Immer noch sind bundesweit die Schulen nicht ausreichend mit PCs ausgestattet, das Internet ist zu langsam, viele Schüler haben kein eigenes Tablets, mehrere Geschwister teilen sich ein Gerät – da sind Konflikte programmiert und ein gutes Lernen beinahe unmöglich. Auch haben längst nicht alle Lehrer Dienstgeräte, arbeiten auf ihren privaten zum Teil veralteten Laptops.

Eltern berichten, dass die Aufgaben, die die Kinder bekommen, oft unmodern und langweilig seien und einige Lehrer offenbar weit hinter den digitalen Fähigkeiten ihrer Schüler zurückliegen. Weil diese Probleme nicht neu sind, hatte der Bund schon vor Monaten einen milliardenschweren Digitalpakt für Bildung auf die Beine gestellt. Das Geld wird allerdings nur spärlich abgerufen.

Hygienevorschriften bei brütender Hitze - eine echte Herausforderung

Auch die Corona-bedingten Hygienevorschriften machen vielen Schülern und Lehrern zu schaffen. Im bevölkerungsreichsten Bundesland Nordrhein-Westfalen hat am Mittwoch die Schule wieder begonnen – bei brütender Hitze und unter besonders strengen Vorgaben. Schüler ab der fünften Klasse müssen auch im Unterricht Maske tragen. Diese Regelung gilt flächendeckend bisher nur in NRW. Dass das bei der derzeitigen Hitze kein Vergnügen ist, kann sich jeder vorstellen. Erste Eltern klagen schon gegen diese Vorschrift. Anderswo mussten Schulen kurz nach dem Start wieder schließen, weil Schüler an Corona erkrankt waren – zum Beispiel in Mecklenburg-Vorpommern.

Die Große Koalition in Berlin will die Versäumnisse in der Schulpolitik nicht länger hinnehmen

Grundsätzlich ist Bildung in Deutschland in der Verantwortung der Bundesländer, aber so einfach ist es nicht. Für die Bekämpfung der Folgen der Corona-Pandemie ist die Bundesregierung auf jeden Fall mitverantwortlich.

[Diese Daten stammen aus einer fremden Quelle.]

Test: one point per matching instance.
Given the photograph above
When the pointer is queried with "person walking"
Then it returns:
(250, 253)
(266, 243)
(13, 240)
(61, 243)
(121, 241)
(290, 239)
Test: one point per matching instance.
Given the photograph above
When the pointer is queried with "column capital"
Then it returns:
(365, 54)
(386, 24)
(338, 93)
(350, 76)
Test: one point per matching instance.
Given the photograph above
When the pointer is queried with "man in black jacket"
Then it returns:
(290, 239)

Und so haben die Bundeskanzlerin und die Vorsitzende des Koalitionspartners SPD, Saskia Esken, zu einem informellen Schulgipfel nach Berlin eingeladen. Außerdem dabei: Bundesbildungsministerin Anja Karliczek (CDU) und jeweils drei Kultusminister aus SPD- und CDU-geführten Bundesländern.

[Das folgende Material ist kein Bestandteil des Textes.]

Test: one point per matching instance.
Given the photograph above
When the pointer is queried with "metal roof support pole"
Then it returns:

Die Probleme, die hier beraten werden, gab es schon vor den Sommerferien – der Gipfel also deutlich zu spät. Und Beschlüsse wird es auch nicht geben. Am Ende werden die Versäumnisse in der Bildungspolitik die Schüler tragen müssen. Für die Bildungspolitiker heißt das: Nachsitzen!